Despite longstanding appreciation of gene expression heterogeneity in isogenic bacterial populations, affordable and scalable technologies for studying single bacterial cells have been limited. Although single-cell RNA sequencing (scRNA-seq) has revolutionized studies of transcriptional heterogeneity in diverse eukaryotic systems(1-13), the application of scRNA-seq to prokaryotes has been hindered by their extremely low mRNA abundance(14-16), lack of mRNA polyadenylation and thick cell walls(17). Here, we present prokaryotic expression profiling by tagging RNA in situ and sequencing (PETRI-seq)-a low-cost, high-throughput prokaryotic scRNA-seq pipeline that overcomes these technical obstacles. PETRI-seq uses in situ combinatorial indexing(11,12,18) to barcode transcripts from tens of thousands of cells in a single experiment. PETRI-seq captures single-cell transcriptomes of Gram-negative and Gram-positive bacteria with high purity and low bias, with median capture rates of more than 200 mRNAs per cell for exponentially growing Escherichia coli.
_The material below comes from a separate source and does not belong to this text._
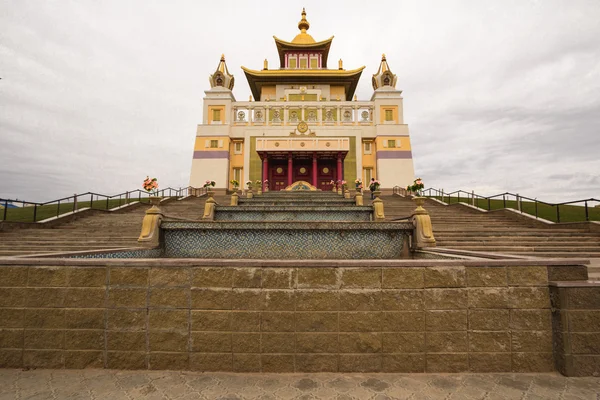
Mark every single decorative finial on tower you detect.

These characteristics enable robust discrimination of cell states corresponding to different phases of growth. When applied to wild-type Staphylococcus aureus, PETRI-seq revealed a rare subpopulation of cells undergoing prophage induction. We anticipate that PETRI-seq will have broad utility in defining single-cell states and their dynamics in complex microbial communities. This study describes the development of prokaryotic expression profiling by tagging RNA in situ and sequencing (PETRI-seq)-a high-throughput prokaryotic scRNA-seq method capable of sequencing tens of thousands of cells in a single experiment.